Ed Callacher, divisional manager for networking and security at distributor Bell Micro, says: "The market has not got away scot-free, but it has weathered the storm quite well. As is the case in a lot of markets, it is taking longer to close deals and longer to sign off budgets, but as the sector is often driven by compliance and emerging threats, it is not something businesses can just stop doing."
Compliance considerations include the Data Protection Act, the Payment Card Industry's Data Security Standard, and the government's Code of Connection which enables local authorities to securely use and access the Government Secure Connect Extranet wide area network.

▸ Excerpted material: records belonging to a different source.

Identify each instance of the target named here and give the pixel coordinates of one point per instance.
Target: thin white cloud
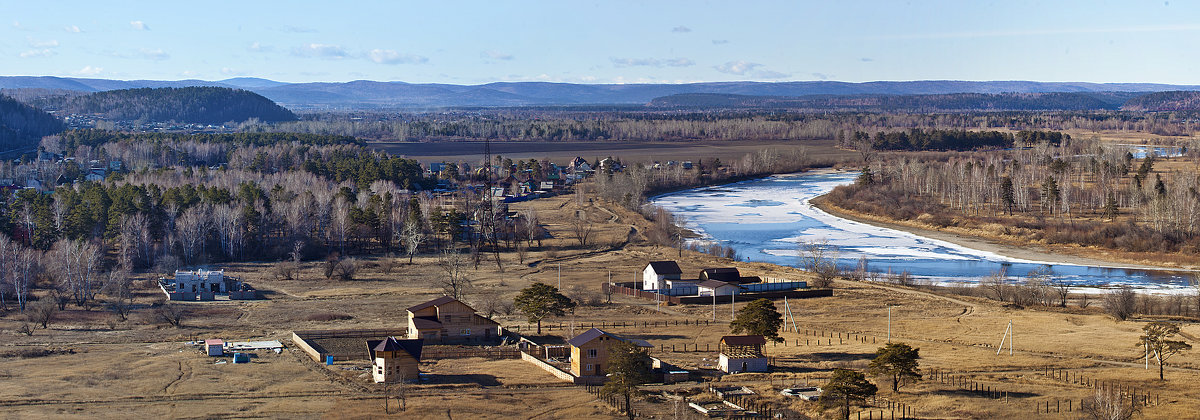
(496, 55)
(156, 54)
(42, 43)
(751, 70)
(652, 63)
(323, 51)
(737, 67)
(259, 48)
(299, 29)
(36, 53)
(393, 57)
(1165, 28)
(89, 71)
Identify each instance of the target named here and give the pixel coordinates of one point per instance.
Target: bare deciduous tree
(821, 259)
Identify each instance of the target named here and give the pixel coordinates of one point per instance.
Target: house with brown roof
(589, 352)
(658, 274)
(447, 319)
(717, 288)
(743, 354)
(395, 360)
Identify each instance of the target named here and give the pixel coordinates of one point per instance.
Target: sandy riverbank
(982, 244)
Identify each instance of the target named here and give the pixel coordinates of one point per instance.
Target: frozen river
(763, 220)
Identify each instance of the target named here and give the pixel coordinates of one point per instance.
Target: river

The high number of well- publicised data security breaches over recent years have also pushed the information security issue higher up the boardroom agenda as senior management starts to better understand the potential damage to reputation caused by such incidents.
More for less
"The perception in the wider market at the user level is so high that people are still spending money on security, even in a recession. Many are trying to make the most of what they have but will maintain and upgrade where necessary, or they are buying new and want their products to do more," Callacher says.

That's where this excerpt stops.